# Cos^2A+cos^2B-sin^2C=-2cosA.cosB.sinC?

Jul 15, 2018

If $A + B + C = \pi$ then

$L H S = {\cos}^{2} A + {\cos}^{2} B - {\sin}^{2} C$

$= \frac{1}{2} \left[2 {\cos}^{2} A + 2 {\cos}^{2} B - 2 {\sin}^{2} C\right]$

$= \frac{1}{2} \left[1 + \cos 2 A + 1 + \cos 2 B - \left(1 - \cos 2 C\right)\right]$

$= \frac{1}{2} \left[1 + \cos 2 A + 1 + \cos 2 B - 1 + \cos 2 C\right]$

$= \frac{1}{2} \left[1 + \cos 2 A + \cos 2 B + \cos 2 C\right]$

$= \frac{1}{2} \left[1 + 2 \cos \left(\frac{2 A + 2 B}{2}\right) \cos \left(\frac{2 A - 2 B}{2}\right) + \cos 2 \left(\pi - \left(A + B\right)\right)\right]$

$= \frac{1}{2} \left[1 + 2 \cos \left(A + B\right) \cos \left(A - B\right) + \cos \left(2 \pi - 2 \left(A + B\right)\right)\right]$

$= \frac{1}{2} \left[1 + 2 \cos \left(A + B\right) \cos \left(A - B\right) + 2 {\cos}^{2} \left(A + B\right) - 1\right]$

$= \frac{1}{2} \left[2 \cos \left(A + B\right) \left\{\cos \left(A - B\right) + \cos \left(A + B\right)\right\}\right]$

$= \cos \left(\pi - C\right) \cdot 2 \cos A \cos B = - 2 \cos A \cos B \cos C$

Jul 15, 2018

Below.

#### Explanation:

Let we take the values of $A + B + C = \pi$

$C = \pi - \left(A + B\right)$----------(i)

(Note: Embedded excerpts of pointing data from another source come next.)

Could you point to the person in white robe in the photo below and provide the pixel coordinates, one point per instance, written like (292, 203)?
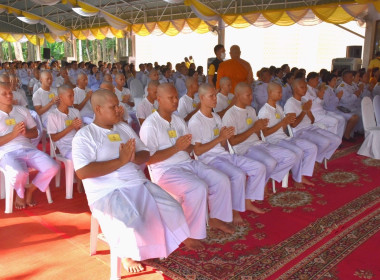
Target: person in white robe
(82, 96)
(260, 92)
(331, 103)
(209, 139)
(225, 99)
(303, 127)
(17, 153)
(45, 98)
(139, 220)
(149, 104)
(277, 160)
(350, 98)
(193, 183)
(324, 119)
(188, 104)
(305, 151)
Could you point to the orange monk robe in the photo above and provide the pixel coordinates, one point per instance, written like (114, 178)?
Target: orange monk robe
(237, 70)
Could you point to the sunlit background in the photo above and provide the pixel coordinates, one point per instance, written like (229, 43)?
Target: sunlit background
(309, 47)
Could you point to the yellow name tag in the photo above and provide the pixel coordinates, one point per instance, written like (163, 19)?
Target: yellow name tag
(216, 131)
(68, 122)
(172, 133)
(115, 137)
(10, 121)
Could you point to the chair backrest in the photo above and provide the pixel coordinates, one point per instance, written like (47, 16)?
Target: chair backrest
(368, 114)
(230, 148)
(136, 88)
(376, 107)
(37, 119)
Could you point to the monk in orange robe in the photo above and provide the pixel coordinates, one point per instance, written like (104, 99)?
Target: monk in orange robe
(237, 69)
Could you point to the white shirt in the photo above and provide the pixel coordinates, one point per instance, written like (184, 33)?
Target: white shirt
(274, 115)
(92, 144)
(204, 130)
(295, 106)
(58, 121)
(146, 108)
(121, 94)
(20, 96)
(180, 84)
(79, 96)
(260, 94)
(155, 131)
(222, 101)
(242, 119)
(42, 97)
(186, 105)
(8, 121)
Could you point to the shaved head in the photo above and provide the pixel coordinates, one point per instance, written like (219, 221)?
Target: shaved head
(240, 87)
(204, 89)
(107, 85)
(165, 87)
(273, 86)
(64, 89)
(100, 97)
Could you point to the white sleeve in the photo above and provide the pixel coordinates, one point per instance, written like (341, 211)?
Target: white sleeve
(83, 151)
(148, 136)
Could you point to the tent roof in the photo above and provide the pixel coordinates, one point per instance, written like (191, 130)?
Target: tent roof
(130, 12)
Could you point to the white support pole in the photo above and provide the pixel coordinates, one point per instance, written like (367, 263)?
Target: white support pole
(221, 32)
(369, 40)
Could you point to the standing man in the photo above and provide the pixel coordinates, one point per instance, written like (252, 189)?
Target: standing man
(237, 69)
(220, 53)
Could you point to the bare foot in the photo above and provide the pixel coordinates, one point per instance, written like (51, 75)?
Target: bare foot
(29, 200)
(132, 266)
(250, 207)
(218, 224)
(20, 203)
(193, 244)
(307, 182)
(237, 220)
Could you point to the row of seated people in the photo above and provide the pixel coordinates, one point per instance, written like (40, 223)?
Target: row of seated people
(140, 219)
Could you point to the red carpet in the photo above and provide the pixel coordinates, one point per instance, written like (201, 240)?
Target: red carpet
(309, 233)
(330, 231)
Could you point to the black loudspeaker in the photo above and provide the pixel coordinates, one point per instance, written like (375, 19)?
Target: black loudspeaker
(354, 51)
(46, 54)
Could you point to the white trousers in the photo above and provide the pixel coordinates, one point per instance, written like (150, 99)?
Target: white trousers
(15, 165)
(193, 184)
(156, 227)
(306, 153)
(326, 141)
(237, 168)
(277, 160)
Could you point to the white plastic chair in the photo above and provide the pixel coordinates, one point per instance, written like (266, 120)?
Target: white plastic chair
(115, 260)
(371, 144)
(69, 170)
(284, 180)
(7, 192)
(136, 88)
(376, 108)
(290, 131)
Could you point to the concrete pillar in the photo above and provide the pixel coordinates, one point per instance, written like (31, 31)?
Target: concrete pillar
(74, 48)
(221, 32)
(80, 53)
(369, 41)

Multiplying LHS by $\frac{1}{2}$ we get,

$\frac{1}{2} \left(2 {\cos}^{2} A + 2 {\cos}^{2} B - 2 {\sin}^{2} C\right)$

$\implies$ $\frac{1}{2} \left(1 + \cos 2 A + 1 + \cos 2 B - \left\{1 - \cos 2 C\right\}\right)$

$\implies$ $\frac{1}{2} \left(1 + \cos 2 A + 1 + \cos 2 B - 1 + \cos 2 C\right)$

$\implies$ $\frac{1}{2} \left(1 + \cos 2 A + \cos 2 B + \cos 2 C\right)$

Using the formula of $\cos \left\{2 A + 2 B\right\}$ we get,

$\implies$ $\frac{1}{2} \left(1 + 2 \cos \left[\frac{2 A + 2 B}{2}\right] \cos \left[\frac{2 A - 2 B}{2}\right] + \cos 2 C\right)$

Putting the value of equation (i) in $\cos 2 C$ we get,

$\implies$ $\frac{1}{2} \left(1 + 2 \cos \left[\frac{2 A + 2 B}{2}\right] \cos \left[\frac{2 A - 2 B}{2}\right] + \cos 2 \left[\pi - \left\{A + B\right\}\right]\right)$

Resolving this equation further,

$\implies$ $\frac{1}{2} \left(1 + 2 \cos \left[A + B\right] \cos \left[A - B\right] + 2 {\cos}^{2} \left(A + B\right) - 1\right)$

$\implies$ $\left(\cos \left[\pi - C\right] \cdot 2 \cos A \cos B\right)$

This gives the final output as,

$\implies$ $- 2 \cos A \cdot \cos B \cdot \cos C$